The imaging technology, developed by high-tech German optical and industrial measurement manufacturer Zeiss, was originally developed to scan silicon wafers for defects.
    
Researchers from the University of New South Wales are using the semiconductor technology to explore osteoporosis and osteoarthritis.
    
Using Google algorithms, Professor Melissa Knothe Tate - an engineer and expert in cell biology and regenerative medicine - is able to zoom in and out from the scale of the whole joint down to the cellular level "just as you would with Google Maps," reducing to "a matter of weeks analyses that once took 25 years to complete."
    
Her team is also using cutting-edge microtome and MRI technology to examine how movement and weight bearing affects the movement of molecules within joints, exploring the relationship between blood, bone, lymphatics and muscle.
    
"For the first time we have the ability to go from the whole body down to how the cells are getting their nutrition and how this is all connected," said Tate.
    
"This could open the door to as yet unknown new therapies and preventions," she said.
    
Tate is the first to use the system in humans.
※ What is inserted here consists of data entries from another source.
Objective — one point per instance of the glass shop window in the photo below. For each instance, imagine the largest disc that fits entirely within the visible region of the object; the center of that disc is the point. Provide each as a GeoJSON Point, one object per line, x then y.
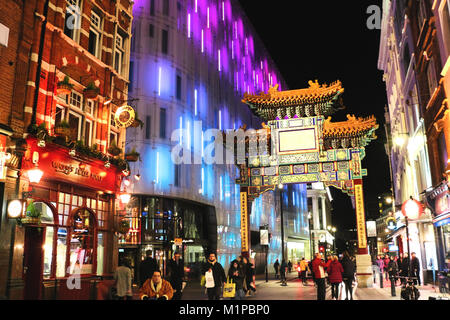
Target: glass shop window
{"type": "Point", "coordinates": [100, 253]}
{"type": "Point", "coordinates": [82, 243]}
{"type": "Point", "coordinates": [61, 250]}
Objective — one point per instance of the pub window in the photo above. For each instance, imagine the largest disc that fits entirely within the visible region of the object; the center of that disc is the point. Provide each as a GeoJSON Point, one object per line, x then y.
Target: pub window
{"type": "Point", "coordinates": [166, 7]}
{"type": "Point", "coordinates": [72, 22]}
{"type": "Point", "coordinates": [75, 125]}
{"type": "Point", "coordinates": [82, 243]}
{"type": "Point", "coordinates": [431, 74]}
{"type": "Point", "coordinates": [152, 7]}
{"type": "Point", "coordinates": [151, 30]}
{"type": "Point", "coordinates": [119, 53]}
{"type": "Point", "coordinates": [177, 175]}
{"type": "Point", "coordinates": [59, 115]}
{"type": "Point", "coordinates": [178, 87]}
{"type": "Point", "coordinates": [76, 100]}
{"type": "Point", "coordinates": [88, 133]}
{"type": "Point", "coordinates": [95, 33]}
{"type": "Point", "coordinates": [147, 127]}
{"type": "Point", "coordinates": [162, 123]}
{"type": "Point", "coordinates": [112, 137]}
{"type": "Point", "coordinates": [89, 107]}
{"type": "Point", "coordinates": [165, 41]}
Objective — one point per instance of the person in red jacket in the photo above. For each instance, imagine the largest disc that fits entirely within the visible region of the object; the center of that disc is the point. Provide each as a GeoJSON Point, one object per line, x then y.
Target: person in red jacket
{"type": "Point", "coordinates": [319, 276]}
{"type": "Point", "coordinates": [335, 271]}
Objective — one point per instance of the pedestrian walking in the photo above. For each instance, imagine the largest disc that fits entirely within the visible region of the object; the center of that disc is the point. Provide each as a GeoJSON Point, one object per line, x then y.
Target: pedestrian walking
{"type": "Point", "coordinates": [348, 276]}
{"type": "Point", "coordinates": [148, 266]}
{"type": "Point", "coordinates": [276, 266]}
{"type": "Point", "coordinates": [122, 275]}
{"type": "Point", "coordinates": [405, 267]}
{"type": "Point", "coordinates": [303, 268]}
{"type": "Point", "coordinates": [392, 269]}
{"type": "Point", "coordinates": [237, 276]}
{"type": "Point", "coordinates": [386, 262]}
{"type": "Point", "coordinates": [156, 288]}
{"type": "Point", "coordinates": [319, 276]}
{"type": "Point", "coordinates": [283, 272]}
{"type": "Point", "coordinates": [218, 274]}
{"type": "Point", "coordinates": [175, 268]}
{"type": "Point", "coordinates": [312, 271]}
{"type": "Point", "coordinates": [380, 264]}
{"type": "Point", "coordinates": [249, 277]}
{"type": "Point", "coordinates": [335, 271]}
{"type": "Point", "coordinates": [415, 268]}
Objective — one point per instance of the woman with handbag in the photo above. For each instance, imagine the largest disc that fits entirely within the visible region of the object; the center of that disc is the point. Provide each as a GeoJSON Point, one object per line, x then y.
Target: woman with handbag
{"type": "Point", "coordinates": [236, 274]}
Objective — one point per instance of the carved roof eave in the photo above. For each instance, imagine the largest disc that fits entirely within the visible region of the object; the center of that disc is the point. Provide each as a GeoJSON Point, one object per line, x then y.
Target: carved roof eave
{"type": "Point", "coordinates": [314, 94]}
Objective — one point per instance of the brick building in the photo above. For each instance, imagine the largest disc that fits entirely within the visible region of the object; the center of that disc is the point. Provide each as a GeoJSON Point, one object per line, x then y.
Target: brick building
{"type": "Point", "coordinates": [70, 69]}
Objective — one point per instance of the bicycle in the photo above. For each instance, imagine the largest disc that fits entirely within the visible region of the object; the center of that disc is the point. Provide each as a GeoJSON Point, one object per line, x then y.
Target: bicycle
{"type": "Point", "coordinates": [409, 290]}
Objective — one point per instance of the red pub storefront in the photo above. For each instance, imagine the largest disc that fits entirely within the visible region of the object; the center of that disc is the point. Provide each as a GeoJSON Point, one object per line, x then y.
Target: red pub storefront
{"type": "Point", "coordinates": [71, 252]}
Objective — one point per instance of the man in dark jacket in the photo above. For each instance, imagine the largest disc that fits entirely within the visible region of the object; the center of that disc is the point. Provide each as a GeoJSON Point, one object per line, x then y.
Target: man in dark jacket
{"type": "Point", "coordinates": [176, 274]}
{"type": "Point", "coordinates": [415, 268]}
{"type": "Point", "coordinates": [276, 266]}
{"type": "Point", "coordinates": [319, 275]}
{"type": "Point", "coordinates": [405, 267]}
{"type": "Point", "coordinates": [148, 266]}
{"type": "Point", "coordinates": [237, 274]}
{"type": "Point", "coordinates": [218, 275]}
{"type": "Point", "coordinates": [348, 275]}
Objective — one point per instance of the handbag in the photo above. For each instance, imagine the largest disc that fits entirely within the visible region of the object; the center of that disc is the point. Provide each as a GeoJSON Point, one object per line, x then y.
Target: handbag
{"type": "Point", "coordinates": [209, 280]}
{"type": "Point", "coordinates": [229, 289]}
{"type": "Point", "coordinates": [203, 281]}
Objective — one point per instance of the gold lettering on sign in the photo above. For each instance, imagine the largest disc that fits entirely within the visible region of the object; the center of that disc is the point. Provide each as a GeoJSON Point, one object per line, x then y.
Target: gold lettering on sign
{"type": "Point", "coordinates": [360, 217]}
{"type": "Point", "coordinates": [244, 226]}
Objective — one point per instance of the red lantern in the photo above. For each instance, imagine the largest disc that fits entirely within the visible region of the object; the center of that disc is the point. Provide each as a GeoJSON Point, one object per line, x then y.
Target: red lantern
{"type": "Point", "coordinates": [412, 209]}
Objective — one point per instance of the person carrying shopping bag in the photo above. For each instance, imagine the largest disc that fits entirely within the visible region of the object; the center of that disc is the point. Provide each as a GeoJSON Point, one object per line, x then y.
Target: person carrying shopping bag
{"type": "Point", "coordinates": [214, 277]}
{"type": "Point", "coordinates": [236, 275]}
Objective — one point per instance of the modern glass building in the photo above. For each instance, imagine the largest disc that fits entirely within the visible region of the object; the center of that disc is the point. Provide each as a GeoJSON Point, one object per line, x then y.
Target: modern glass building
{"type": "Point", "coordinates": [191, 63]}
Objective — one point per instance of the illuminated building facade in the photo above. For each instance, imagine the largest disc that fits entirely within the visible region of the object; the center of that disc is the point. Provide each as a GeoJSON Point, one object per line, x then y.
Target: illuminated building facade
{"type": "Point", "coordinates": [412, 59]}
{"type": "Point", "coordinates": [191, 63]}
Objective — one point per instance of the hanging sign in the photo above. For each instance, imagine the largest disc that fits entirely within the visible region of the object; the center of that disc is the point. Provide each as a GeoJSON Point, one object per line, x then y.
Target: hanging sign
{"type": "Point", "coordinates": [2, 157]}
{"type": "Point", "coordinates": [360, 218]}
{"type": "Point", "coordinates": [124, 116]}
{"type": "Point", "coordinates": [244, 225]}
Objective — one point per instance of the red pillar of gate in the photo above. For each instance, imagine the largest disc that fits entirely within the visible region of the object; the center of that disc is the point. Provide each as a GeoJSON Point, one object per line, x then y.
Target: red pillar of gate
{"type": "Point", "coordinates": [360, 217]}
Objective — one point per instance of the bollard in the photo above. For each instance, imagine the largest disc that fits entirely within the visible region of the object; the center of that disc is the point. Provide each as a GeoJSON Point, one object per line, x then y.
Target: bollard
{"type": "Point", "coordinates": [393, 287]}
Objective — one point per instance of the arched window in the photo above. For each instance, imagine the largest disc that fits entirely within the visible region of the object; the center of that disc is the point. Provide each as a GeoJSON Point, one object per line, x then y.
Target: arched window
{"type": "Point", "coordinates": [47, 218]}
{"type": "Point", "coordinates": [83, 251]}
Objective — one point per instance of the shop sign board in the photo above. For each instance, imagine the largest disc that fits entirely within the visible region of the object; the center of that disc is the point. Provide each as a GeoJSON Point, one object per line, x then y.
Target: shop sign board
{"type": "Point", "coordinates": [371, 228]}
{"type": "Point", "coordinates": [2, 157]}
{"type": "Point", "coordinates": [360, 218]}
{"type": "Point", "coordinates": [56, 163]}
{"type": "Point", "coordinates": [244, 223]}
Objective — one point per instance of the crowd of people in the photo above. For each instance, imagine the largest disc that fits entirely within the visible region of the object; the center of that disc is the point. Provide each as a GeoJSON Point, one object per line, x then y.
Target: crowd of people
{"type": "Point", "coordinates": [396, 269]}
{"type": "Point", "coordinates": [241, 273]}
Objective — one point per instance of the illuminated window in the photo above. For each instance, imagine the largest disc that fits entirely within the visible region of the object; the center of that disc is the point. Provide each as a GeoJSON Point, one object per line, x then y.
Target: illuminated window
{"type": "Point", "coordinates": [95, 33]}
{"type": "Point", "coordinates": [72, 22]}
{"type": "Point", "coordinates": [165, 41]}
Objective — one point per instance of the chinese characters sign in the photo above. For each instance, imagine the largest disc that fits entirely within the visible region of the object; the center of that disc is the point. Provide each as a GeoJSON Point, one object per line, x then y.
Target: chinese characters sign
{"type": "Point", "coordinates": [360, 218]}
{"type": "Point", "coordinates": [244, 222]}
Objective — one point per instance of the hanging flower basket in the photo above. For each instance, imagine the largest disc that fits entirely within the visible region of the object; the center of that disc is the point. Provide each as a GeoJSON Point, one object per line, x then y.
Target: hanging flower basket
{"type": "Point", "coordinates": [132, 156]}
{"type": "Point", "coordinates": [114, 150]}
{"type": "Point", "coordinates": [31, 220]}
{"type": "Point", "coordinates": [64, 87]}
{"type": "Point", "coordinates": [124, 226]}
{"type": "Point", "coordinates": [33, 216]}
{"type": "Point", "coordinates": [62, 129]}
{"type": "Point", "coordinates": [91, 91]}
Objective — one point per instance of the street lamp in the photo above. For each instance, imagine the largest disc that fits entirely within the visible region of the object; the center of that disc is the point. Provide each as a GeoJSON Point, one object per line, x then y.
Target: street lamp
{"type": "Point", "coordinates": [411, 209]}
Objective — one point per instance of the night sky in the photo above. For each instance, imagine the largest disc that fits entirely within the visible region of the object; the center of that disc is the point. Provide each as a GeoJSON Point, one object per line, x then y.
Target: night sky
{"type": "Point", "coordinates": [329, 41]}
She has forged a partnership with the US-based Cleveland Clinic, Brown and Stanford Universities, as well as Zeiss and Google to help crunch terabytes of data gathered from human hip studies.
    
Tate likened using the Zeiss technology in the hipbone to Google Maps' ability to zoom down from an Earth View to Street View.
    
"These are terabyte-sized data sets so the Google maps algorithms are helping us take this tremendous amount of information and use it effectively," she said.
    
Tate has presented several papers on her research into the human hip and osteoarthritis at the ongoing Orthopedic Research Society meeting in Las Vegas.